Prescription drug abuse has escalated in recent years, and one place where it is most evident is in Ohio. According to the Department of Health, fatal overdoses in that state more than quadrupled in the last decade, and by 2007 had surpassed car crashes as the leading cause of accidental death. Of further concern is another report that showed nearly 10 percent of all babies born in Scioto County, Ohio, tested positive for drugs.
Deaths caused by prescription drug abuse exceed those killed by crack cocaine in the 1980s and heroin in the 1970s, combined. This week, the Obama administration announced plans to fight prescription drug abuse.
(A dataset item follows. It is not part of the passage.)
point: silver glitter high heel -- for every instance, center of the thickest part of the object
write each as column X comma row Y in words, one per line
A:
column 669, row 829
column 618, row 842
One of the most problematic prescription drugs was banned late last year by the Food and Drug Administration (FDA). Propoxyphene, known by the brand names Darvon and Darvocet, are opioids used to treat mild to moderate pain that have been on the market for more than 50 years. The FDA voted to pull the drug after a new study showed that propoxyphene had been linked to deadly heart rhythm abnormalities.
But twice before, citizens groups had petitioned the FDA to ban drugs containing propoxyphene because of the risk of dependency and overdose, even at therapeutic levels. The FDA instead opted at that time to keep the drug on the market but require stronger warnings on the drug’s safety label.
The problem is that once addicted to the medication, most people do not read the drug’s safety label. Experts say that hundreds, and possibly even thousands, of deaths can be blamed on Darvon and Darvocet.